Una volta raggiunta una certa fama, la stragrande maggioranza di loro si dedica a guidare i clienti o ad aprire un'agenzia. immagina di voler scalare l'Everest e di avere un buon budget. ti affiderai a gente famosa.
Scott Fischer e Rob Hall erano due famosi alpinisti morti nella tragedia dell'everest del 96. su quella scalata avevano circa 15 clienti. sembra che l'importo pagato da ciascun cliente fosse di circa 60.000 dollari, equivalenti agli attuali 100.000 euro. un prezzo doppio rispetto ad altre agenzie dell'epoca, giustificato dal fatto che rob hall e scott fischer avevano una fama internazionale. e non c'è stata crisi di clienti.
Un altro esempio potrebbe essere nirmal purja, un alpinista nepalese, che dopo aver scalato tutti gli ottomila nel tempo record di 6 mesi e 6 giorni, è diventato popolare in questo sport.
Insomma, uno dei modi più redditizi per monetizzare questa disciplina è accompagnare i clienti sulle vette più alte.

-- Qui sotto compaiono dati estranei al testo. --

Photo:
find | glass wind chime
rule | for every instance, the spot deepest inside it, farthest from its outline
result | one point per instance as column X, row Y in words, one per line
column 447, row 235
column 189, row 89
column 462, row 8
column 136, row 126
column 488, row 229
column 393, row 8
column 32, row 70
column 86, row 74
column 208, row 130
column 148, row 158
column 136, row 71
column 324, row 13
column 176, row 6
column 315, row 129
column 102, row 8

Se l'alpinista è ancora più famoso, può vendere la sua immagine. esempio scrivendo libri o come testimonial di spot. ma questi sono casi molto rari. citiamo messner e Edmund Hillary, il primo uomo a raggiungere la cima dell'Everest. Un altro alpinista italiano è simone moro, specializzato in salite invernali, che ha aggiunto alle sue attività che ruotano attorno all'alpinismo, una società di soccorso in elicottero in nepal. e come sappiamo i soccorsi in elicottero non sono economici.
Dopo aver analizzato i fattori positivi, dobbiamo menzionare anche gli aspetti negativi. Secondo un rapporto dell'International Journal of Environmental Research and Public Health, che ha analizzato il tasso di mortalità di diversi sport, l'alpinismo è uno dei peggiori. Le possibilità di morire sono più alte persino degli sport delle corse automobilistiche e motociclistiche.
I tassi di mortalità riportati possono variare tra l'1% a oltre il 40% (40 morti ogni 100 scalatori sulla vetta dell'Annapurna I).
Mentre le probabilità nelle gare di corse automobilistiche vanno dal 4% in una stagione di F1, fino al 20% se un pilota ha corso in ogni gara per cinque anni.
Eppure un alpinista famoso non guadagna nemmeno un decimo rispetto ad esempio, al campione del mondo di F1. tuttavia l'alpinista ha un rischio maggiore.
Cosa spinge poi le persone a praticare uno sport, che paga così poco in relazione al rischio? potremmo pensare a diversi fattori. prima di tutto, non devi competere con nessuno. l'alpinista può pianificare la propria attività, senza avere concorrenti come in altri sport. questo lo rende meno stressante e con meno concorrenza. oltre a questo, i viaggi e l'ambiente di alta montagna sono sicuramente piacevoli e rilassanti, quasi come una vacanza. tranne ovviamente per i grossi rischi che comporta.